Zionism was never just about establishing a Jewish state. It was about defying Jewish history. In 1948, when Ben-Gurion and his fellow Zionist leaders declared Israeli independence, it was nothing less than a radical assault on diasporic Jewish history. It defied the thousands of years of Jews being a minority in other countries, subject to the whims and caprice of other rulers. It defied the image of the weak and defenseless Jew. It even defied Jewish tradition itself, which for centuries was understood by many of its adherents to demand passivity by Jews as they waited for divine deliverance.
For two millennia, Jewish existence was one of vulnerability and victimhood — most often either hiding who we are or suffering for it. The Zionism of 1948 defied diasporic Jewish history by giving Jews power, self-determination and sovereignty to respond to external threats and establish a Jewish state.

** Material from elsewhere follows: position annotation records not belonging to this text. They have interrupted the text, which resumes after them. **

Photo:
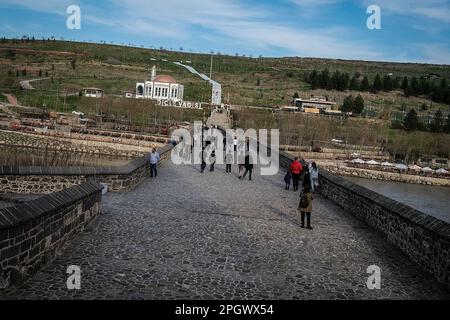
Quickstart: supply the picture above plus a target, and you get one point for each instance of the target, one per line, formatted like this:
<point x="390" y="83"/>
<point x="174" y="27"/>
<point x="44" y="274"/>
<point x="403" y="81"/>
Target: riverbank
<point x="432" y="200"/>
<point x="341" y="168"/>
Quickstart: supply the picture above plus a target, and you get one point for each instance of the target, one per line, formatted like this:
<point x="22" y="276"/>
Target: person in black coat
<point x="248" y="167"/>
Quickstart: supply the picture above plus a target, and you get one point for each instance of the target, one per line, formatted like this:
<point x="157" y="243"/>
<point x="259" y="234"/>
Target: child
<point x="287" y="179"/>
<point x="305" y="206"/>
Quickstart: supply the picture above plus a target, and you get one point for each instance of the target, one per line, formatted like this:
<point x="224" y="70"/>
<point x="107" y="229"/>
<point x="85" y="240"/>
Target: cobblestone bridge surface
<point x="186" y="235"/>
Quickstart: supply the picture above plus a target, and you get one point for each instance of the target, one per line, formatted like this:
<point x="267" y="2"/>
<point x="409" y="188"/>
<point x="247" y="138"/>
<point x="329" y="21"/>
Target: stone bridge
<point x="187" y="235"/>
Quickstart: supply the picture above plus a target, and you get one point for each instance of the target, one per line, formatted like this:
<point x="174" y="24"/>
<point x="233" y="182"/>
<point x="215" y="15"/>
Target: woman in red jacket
<point x="296" y="169"/>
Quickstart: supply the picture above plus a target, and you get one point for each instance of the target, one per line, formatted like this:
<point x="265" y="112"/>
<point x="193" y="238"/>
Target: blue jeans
<point x="153" y="169"/>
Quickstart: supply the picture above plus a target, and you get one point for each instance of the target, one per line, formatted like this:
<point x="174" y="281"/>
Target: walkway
<point x="211" y="236"/>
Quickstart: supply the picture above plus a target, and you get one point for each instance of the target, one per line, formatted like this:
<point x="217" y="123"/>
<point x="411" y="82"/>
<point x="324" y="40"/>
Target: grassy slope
<point x="278" y="78"/>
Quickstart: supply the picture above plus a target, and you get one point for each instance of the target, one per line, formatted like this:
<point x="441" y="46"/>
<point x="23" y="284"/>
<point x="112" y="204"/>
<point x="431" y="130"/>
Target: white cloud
<point x="431" y="9"/>
<point x="243" y="27"/>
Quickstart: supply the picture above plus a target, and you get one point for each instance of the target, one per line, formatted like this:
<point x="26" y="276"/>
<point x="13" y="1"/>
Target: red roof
<point x="165" y="79"/>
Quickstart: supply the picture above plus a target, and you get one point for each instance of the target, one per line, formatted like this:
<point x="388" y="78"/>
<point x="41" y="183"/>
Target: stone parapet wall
<point x="32" y="233"/>
<point x="423" y="238"/>
<point x="76" y="145"/>
<point x="32" y="180"/>
<point x="385" y="175"/>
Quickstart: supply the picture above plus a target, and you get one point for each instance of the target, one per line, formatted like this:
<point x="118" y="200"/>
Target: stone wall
<point x="32" y="233"/>
<point x="384" y="175"/>
<point x="31" y="180"/>
<point x="78" y="144"/>
<point x="423" y="238"/>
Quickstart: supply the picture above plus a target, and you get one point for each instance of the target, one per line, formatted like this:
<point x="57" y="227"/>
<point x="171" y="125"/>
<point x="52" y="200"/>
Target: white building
<point x="162" y="87"/>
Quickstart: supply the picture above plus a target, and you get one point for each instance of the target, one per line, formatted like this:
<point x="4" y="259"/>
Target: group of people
<point x="310" y="181"/>
<point x="245" y="164"/>
<point x="296" y="169"/>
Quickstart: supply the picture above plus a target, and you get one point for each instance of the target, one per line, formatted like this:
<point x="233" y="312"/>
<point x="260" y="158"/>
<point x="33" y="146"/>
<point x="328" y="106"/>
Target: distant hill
<point x="259" y="81"/>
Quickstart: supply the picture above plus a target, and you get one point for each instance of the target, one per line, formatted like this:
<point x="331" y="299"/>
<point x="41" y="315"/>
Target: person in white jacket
<point x="314" y="175"/>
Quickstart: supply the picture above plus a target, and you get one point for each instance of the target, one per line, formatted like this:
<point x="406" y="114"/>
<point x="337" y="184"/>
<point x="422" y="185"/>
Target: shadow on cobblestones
<point x="186" y="235"/>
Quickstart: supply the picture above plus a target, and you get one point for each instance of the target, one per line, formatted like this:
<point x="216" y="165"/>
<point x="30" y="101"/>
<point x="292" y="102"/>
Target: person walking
<point x="154" y="159"/>
<point x="203" y="162"/>
<point x="305" y="206"/>
<point x="296" y="169"/>
<point x="228" y="162"/>
<point x="241" y="164"/>
<point x="248" y="167"/>
<point x="212" y="161"/>
<point x="314" y="176"/>
<point x="287" y="179"/>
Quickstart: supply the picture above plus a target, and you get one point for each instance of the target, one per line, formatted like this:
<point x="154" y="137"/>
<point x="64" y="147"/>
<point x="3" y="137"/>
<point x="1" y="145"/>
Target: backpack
<point x="303" y="201"/>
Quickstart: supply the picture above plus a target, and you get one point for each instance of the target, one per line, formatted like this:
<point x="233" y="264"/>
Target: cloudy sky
<point x="411" y="30"/>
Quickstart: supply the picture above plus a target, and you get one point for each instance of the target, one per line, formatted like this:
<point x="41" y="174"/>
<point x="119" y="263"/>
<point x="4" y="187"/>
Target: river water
<point x="432" y="200"/>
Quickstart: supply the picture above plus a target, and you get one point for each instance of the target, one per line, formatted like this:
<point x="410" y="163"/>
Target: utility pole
<point x="210" y="68"/>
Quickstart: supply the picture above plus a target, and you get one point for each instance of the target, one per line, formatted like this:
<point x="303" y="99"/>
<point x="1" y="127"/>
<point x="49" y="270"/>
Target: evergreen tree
<point x="405" y="83"/>
<point x="411" y="121"/>
<point x="314" y="80"/>
<point x="358" y="104"/>
<point x="387" y="83"/>
<point x="354" y="85"/>
<point x="325" y="79"/>
<point x="408" y="91"/>
<point x="447" y="127"/>
<point x="364" y="84"/>
<point x="343" y="82"/>
<point x="377" y="84"/>
<point x="414" y="86"/>
<point x="335" y="79"/>
<point x="425" y="83"/>
<point x="438" y="121"/>
<point x="396" y="83"/>
<point x="347" y="105"/>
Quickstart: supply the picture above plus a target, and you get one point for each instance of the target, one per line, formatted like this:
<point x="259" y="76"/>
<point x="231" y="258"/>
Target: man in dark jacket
<point x="296" y="169"/>
<point x="248" y="167"/>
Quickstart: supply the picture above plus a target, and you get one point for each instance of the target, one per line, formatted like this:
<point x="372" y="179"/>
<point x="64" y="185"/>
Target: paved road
<point x="212" y="236"/>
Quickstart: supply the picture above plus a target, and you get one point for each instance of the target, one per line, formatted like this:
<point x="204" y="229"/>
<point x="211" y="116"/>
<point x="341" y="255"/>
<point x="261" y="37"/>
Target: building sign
<point x="180" y="104"/>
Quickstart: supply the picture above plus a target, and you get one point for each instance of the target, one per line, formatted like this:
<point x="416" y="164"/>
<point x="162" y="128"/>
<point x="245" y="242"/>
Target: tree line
<point x="438" y="91"/>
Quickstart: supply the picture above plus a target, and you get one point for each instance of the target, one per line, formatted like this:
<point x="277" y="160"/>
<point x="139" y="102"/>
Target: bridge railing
<point x="35" y="179"/>
<point x="423" y="238"/>
<point x="32" y="233"/>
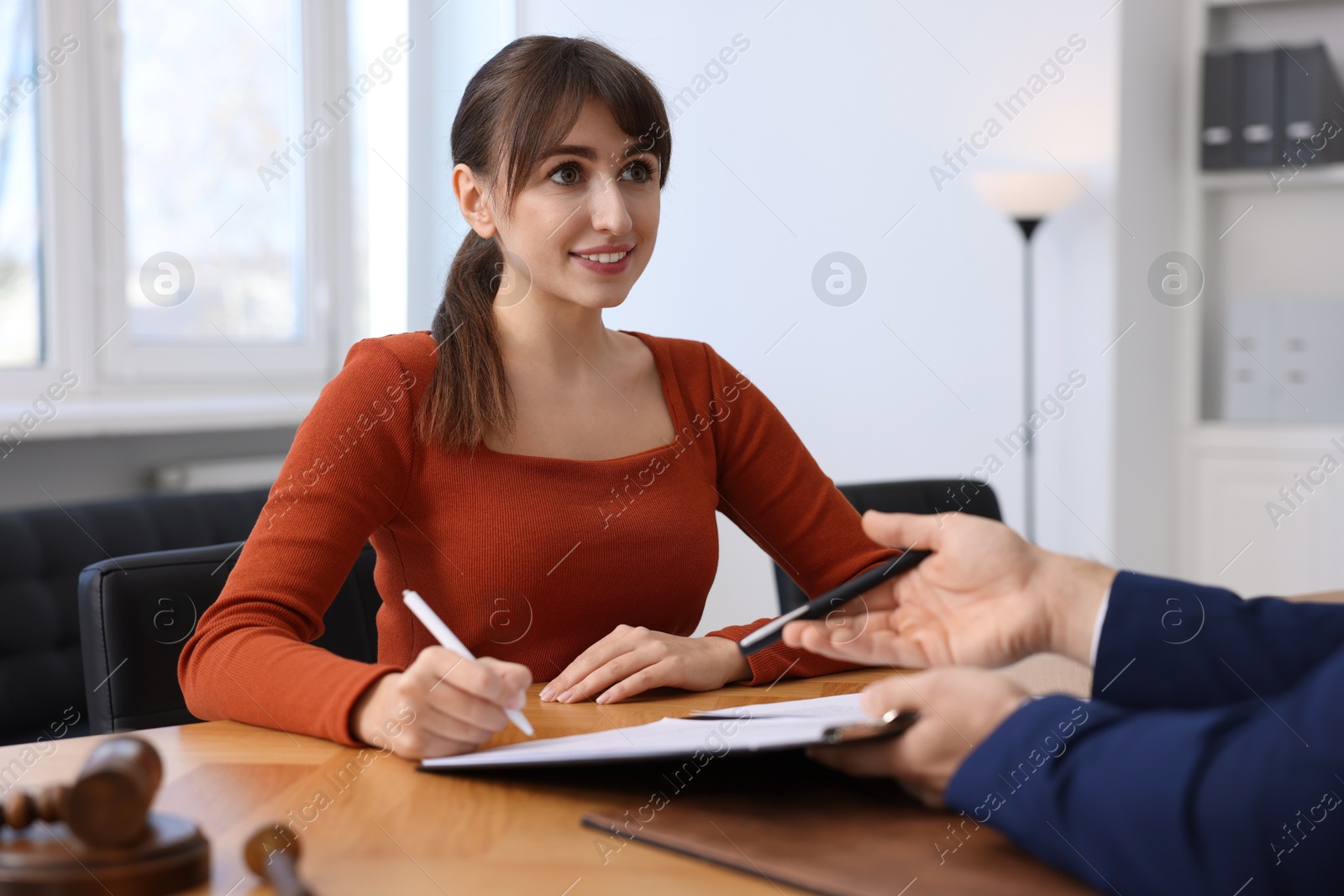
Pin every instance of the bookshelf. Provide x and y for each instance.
(1254, 239)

Understandably, most of the work of early Zionism was focused on mere survival — establishing a state, providing safe refuge to the millions of Jews fleeing inhospitable lands and contending with enemy countries sworn to destroy the new nation. It succeeded beyond any of the wildest imaginations of its founders. The first 75 years of Israel, in which it has become a powerful and thriving state, are a testament to the success of Zionism in defying diasporic Jewish history.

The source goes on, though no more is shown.